Mehmet Özay 16.12.2020
Ungku Abdul Aziz’in vefatı bize ne anlatıyor sorusunu gündeme getirmemiz gerekir. Bu soru içinde bireysel bir yaşam hikâyesi kadar, bir milletin yaşadığı toplumsal ve siyasal dönüşümlere de tekabül eden yönleriyle gayet dikkat çekicidir.
98 yaşında dün,
yani Salı günü Kuala Lumpur’da vefat eden Ungku Abdul aziz, bir yüzyıla
sığan ölümünün ötesinde anlamlar içeren bir şahsiyetti.
Bu noktada, Ungku
Abdul Aziz’in yaşamı farklı bakış açıların göre değişkenlik göstereceğine de
kuşku bulunmamaktadır.
Bu durum bir yaşam
hikâyesinden bir millete, bir sömürge yönetiminden görece erken dönem bazı
ilişkilere, akademisyen ve entellektüel bir yaşamdan yeni ulus-devletin
sosyo-ekonomik kalkınmasına kadar çeşitli alanlarıyla önem arz etmektedir.
Ungku, geleneksel Malay
toplumunda saray çevresine mensup aileler için kullanılan unvanlardan biri. Bunu,
geniş Malay dünyasının farklı bölgelerinde kullanılan Tengku, Teuku vb. kullanımlar çerçevesinde değerlendirmek mümkün.
Bu çerçevede, Cohor
Saray ailesine mensup olduğunu söyleyebileceğimiz Ungku’nun İngiltere’de
doğması, ardından baba yurdu Cohor’a yerleşmesi ve eğitimini burada alması, onu
daha çok Cohor bağlamında ve de yerli olarak değerlendirmeye imkân tanıyor.
Cohor’un bir ulus
devlet olarak Malaya Federasyonu ve ardından Malezya Federasyonu’nun ortaya çıkmasındaki
belirleyici rolünü -bir başka yorumla, Ungku’nun yaşamında toplumsal yapı
içerisinde sahip olduğu yerle örtüştürmek mümkün.
Ungku’nun Malezya
gibi çok etnikli ve çok dinli bir toplumda tanınmasına yol açan gelişme, onun
bir ekonomisyen olarak çalışmaları, Malaya Üniversitesi (Universiti Malaya) rektörlüğü (1968-1988) ile söz konusu bu üniversiteye
saygın bir yer kazandırmak ve aynı zamanda kendi ayakları üzerinde durmaya
çalışan yeni bir ulus devlet olarak Malezya’nın ekonomik kalkınma
politikalarında o dönemin hükümetine yaptığı danışmanlıklarla toplumsal yaşama yaptığı
doğrudan katkılardır.
Müslümanlıklarını
ciddiye alan ve bilinen ibadetlerini yerine çabası kadar, inançlarını toplumsal
yaşama aktarmada tereddüt etmeyen Malay Müslümanlarının sömürge sonrası
ekonomik yoksulluk sürecinde belki de, en mağdur oldukları alandan biri hac
farizasını yerine getirme konusundaki zorluklarıdır.
Bir ekonomisyen
olarak Ungku Abdul Aziz, bu toplumsal talebe ve soruna bir karşılık olarak
bugüne kadar sürdürülebilir bir gelişme kaydeden Hac Vakfı’nın (Tabung Haji) (1959) ve Ulusal Kooperatif
Hareketi (Angkatan Koperasi Kebangsaan Malaysia)

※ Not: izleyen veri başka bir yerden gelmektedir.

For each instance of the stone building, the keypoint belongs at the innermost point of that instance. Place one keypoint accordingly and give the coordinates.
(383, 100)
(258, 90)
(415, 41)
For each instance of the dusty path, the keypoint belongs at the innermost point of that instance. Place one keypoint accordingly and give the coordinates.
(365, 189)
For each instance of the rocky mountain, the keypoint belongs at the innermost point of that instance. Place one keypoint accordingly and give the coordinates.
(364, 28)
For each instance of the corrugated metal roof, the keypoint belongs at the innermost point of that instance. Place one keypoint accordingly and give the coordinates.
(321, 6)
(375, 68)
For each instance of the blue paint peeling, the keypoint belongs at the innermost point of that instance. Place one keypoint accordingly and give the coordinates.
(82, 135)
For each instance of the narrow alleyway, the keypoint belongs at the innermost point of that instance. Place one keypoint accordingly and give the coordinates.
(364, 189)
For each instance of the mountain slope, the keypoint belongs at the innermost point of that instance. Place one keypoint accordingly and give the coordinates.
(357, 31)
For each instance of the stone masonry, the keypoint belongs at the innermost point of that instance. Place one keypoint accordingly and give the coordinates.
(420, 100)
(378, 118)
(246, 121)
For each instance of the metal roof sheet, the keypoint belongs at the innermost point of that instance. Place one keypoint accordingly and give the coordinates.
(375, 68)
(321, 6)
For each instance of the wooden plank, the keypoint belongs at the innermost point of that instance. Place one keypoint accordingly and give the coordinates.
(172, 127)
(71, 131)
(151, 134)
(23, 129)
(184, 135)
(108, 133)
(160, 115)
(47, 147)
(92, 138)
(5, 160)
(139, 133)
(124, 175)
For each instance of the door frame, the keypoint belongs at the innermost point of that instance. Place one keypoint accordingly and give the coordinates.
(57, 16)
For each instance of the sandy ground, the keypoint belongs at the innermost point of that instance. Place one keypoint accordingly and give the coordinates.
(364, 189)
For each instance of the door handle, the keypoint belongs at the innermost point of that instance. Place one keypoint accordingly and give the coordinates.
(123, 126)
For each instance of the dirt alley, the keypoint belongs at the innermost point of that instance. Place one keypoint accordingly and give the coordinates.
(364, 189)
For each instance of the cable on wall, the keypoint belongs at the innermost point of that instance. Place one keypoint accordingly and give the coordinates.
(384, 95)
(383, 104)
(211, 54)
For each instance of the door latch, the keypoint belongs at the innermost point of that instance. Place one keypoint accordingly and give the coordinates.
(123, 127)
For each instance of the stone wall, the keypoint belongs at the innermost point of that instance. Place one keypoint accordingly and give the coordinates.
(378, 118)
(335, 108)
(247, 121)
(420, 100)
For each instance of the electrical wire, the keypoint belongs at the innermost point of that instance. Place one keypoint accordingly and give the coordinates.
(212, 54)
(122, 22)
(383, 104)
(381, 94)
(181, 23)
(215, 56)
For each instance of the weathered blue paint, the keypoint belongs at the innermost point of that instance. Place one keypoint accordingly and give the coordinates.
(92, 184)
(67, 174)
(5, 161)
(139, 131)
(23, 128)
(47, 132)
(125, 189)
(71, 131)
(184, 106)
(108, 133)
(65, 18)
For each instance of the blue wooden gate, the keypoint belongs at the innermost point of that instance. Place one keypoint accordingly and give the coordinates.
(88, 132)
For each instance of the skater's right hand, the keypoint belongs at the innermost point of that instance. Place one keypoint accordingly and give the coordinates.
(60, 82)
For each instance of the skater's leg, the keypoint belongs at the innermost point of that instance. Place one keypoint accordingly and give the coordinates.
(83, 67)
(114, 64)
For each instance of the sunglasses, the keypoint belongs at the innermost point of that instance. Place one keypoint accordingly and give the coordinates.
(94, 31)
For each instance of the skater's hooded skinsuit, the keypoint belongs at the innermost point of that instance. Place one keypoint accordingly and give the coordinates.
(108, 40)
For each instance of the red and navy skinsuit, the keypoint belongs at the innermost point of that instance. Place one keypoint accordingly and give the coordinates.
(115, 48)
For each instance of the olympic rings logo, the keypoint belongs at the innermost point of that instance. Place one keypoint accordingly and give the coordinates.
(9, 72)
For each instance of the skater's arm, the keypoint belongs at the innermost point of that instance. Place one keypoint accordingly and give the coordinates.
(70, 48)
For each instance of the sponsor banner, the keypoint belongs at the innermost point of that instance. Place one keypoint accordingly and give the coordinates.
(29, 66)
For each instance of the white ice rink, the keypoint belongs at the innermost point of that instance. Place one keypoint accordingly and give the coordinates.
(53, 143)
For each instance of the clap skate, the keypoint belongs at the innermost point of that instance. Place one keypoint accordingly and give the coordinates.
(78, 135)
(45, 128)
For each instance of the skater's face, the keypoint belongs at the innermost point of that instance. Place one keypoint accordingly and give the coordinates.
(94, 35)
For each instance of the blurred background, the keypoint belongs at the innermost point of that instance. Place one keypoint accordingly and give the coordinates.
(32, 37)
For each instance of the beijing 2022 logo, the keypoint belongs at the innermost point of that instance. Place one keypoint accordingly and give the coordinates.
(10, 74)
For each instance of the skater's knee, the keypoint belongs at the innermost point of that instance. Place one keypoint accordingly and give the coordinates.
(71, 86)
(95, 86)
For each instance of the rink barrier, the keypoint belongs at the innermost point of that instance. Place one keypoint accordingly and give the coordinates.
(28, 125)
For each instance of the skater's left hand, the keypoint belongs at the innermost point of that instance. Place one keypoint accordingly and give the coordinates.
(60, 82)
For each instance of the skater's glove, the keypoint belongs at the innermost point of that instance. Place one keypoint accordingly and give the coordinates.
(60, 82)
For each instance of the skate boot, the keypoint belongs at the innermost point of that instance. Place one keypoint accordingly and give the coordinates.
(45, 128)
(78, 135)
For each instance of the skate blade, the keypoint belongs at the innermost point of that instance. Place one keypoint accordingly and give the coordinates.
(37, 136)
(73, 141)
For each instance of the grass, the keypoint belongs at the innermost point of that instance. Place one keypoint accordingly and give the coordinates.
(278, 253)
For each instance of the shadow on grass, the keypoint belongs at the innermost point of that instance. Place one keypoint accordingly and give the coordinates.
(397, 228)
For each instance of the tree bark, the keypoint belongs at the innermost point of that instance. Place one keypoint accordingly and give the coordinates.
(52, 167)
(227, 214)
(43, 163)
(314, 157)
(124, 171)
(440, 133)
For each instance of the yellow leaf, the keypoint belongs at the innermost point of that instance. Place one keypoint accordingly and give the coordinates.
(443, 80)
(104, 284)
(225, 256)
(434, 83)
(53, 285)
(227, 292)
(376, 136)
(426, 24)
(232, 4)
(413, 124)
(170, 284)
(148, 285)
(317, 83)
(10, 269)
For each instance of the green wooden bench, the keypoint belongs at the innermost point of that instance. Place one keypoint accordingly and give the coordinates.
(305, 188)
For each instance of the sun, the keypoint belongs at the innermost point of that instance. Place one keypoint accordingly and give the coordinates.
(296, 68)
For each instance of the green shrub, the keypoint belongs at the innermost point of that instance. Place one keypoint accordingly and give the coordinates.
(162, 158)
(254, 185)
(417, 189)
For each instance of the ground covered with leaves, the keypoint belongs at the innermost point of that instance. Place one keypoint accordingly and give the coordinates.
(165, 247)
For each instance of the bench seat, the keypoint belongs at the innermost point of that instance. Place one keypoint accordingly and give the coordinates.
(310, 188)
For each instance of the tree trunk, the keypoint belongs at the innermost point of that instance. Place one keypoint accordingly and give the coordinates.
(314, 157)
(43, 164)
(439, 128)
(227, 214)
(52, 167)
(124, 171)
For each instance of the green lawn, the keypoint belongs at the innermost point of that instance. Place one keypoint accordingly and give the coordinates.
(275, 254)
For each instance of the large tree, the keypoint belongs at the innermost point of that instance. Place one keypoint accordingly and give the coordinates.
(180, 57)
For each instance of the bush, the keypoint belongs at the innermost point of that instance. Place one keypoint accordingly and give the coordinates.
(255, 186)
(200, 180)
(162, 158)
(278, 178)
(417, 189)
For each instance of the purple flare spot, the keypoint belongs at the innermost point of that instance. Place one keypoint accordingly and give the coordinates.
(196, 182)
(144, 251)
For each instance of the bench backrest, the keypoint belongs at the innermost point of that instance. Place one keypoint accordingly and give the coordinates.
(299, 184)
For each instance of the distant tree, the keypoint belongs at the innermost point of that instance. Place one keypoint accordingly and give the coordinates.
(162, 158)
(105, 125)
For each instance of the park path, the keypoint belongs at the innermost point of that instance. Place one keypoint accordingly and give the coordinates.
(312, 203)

kuruluşundaki rolüyle hiç kuşku yok ki, nesiller boyu anılacaktır.
Bu iki ekonomik
yapının ortaya konulması, uzun sömürge döneminin gizli/açık yansımasını ve eleştirisini
gündeme getirdiği gibi, 20. yüzyıl ikinci yarısında dışardan modernleşmeci
çabalara maruz kalan çeşitli ülkelerin aksine, toplumun önemli bir kesiminin
sosyo-ekonomik gelişimine katkı olmasıyla gayet anlamlı bir çaba olarak
değerlendirilmeyi hak etmektedir.
Ungku’nun, ekonomi
alanındaki katkısının gayet önemli olması, bugün Malezya toplumunun çeşitli
alanlardaki başarısının ardındaki rolü ile belirginlik kazanmaktadır.
Öyle ki, sömürge
dönemi yerleşikliği ve belirlenmişliğiyle dikkat çeken toplumsal yapıdaki
farklı etnik unsurların, belirli meslek çevrelerine mensubiyetleri, sanki genetik
olarak üretilmişcesine bir yaklaşım olarak sunulurken, Ungku’nun gerek teorik
gerekse hükümet politikalarını yön verecek pratik katkısı, onu bir bilim
adamından beklenen unsurları bizatihi kendinde topladığını göstermektedir.
Ungku’yu akademi
ve kültür çevreleri için unutulmaz kılan ise ‘Dewan Bahasa dan Pustaka’nın (Dil ve Kültür Kurumu) kuruluşundaki rolüdür.
Bugün Malezya’nın
en saygın kültür kurumları arasında yer alan bu yapı, sadece Malezya’ya dair
değil, geniş Malay coğrafyası kültür, din, medeniyet çalışmalarıyla ilgili
yayınları ve etkinlikleriyle son derece önemli bir rol icra etmektedir.
Bir akademisyen
olarak Ungku çeşitli dönemlerde kaleme aldığı yayınlarıyla da tanınıyor. Uzun akademisyenlik
geçmişine bakıldığında 1950’li yıllarda başlayanyayın çalışmaları yakın döneme
kadar devam ettiği görülüyor.
Ungku Abdul Aziz’e
Allah’tan rahmet diliyorum. Mekânı cennet olsun.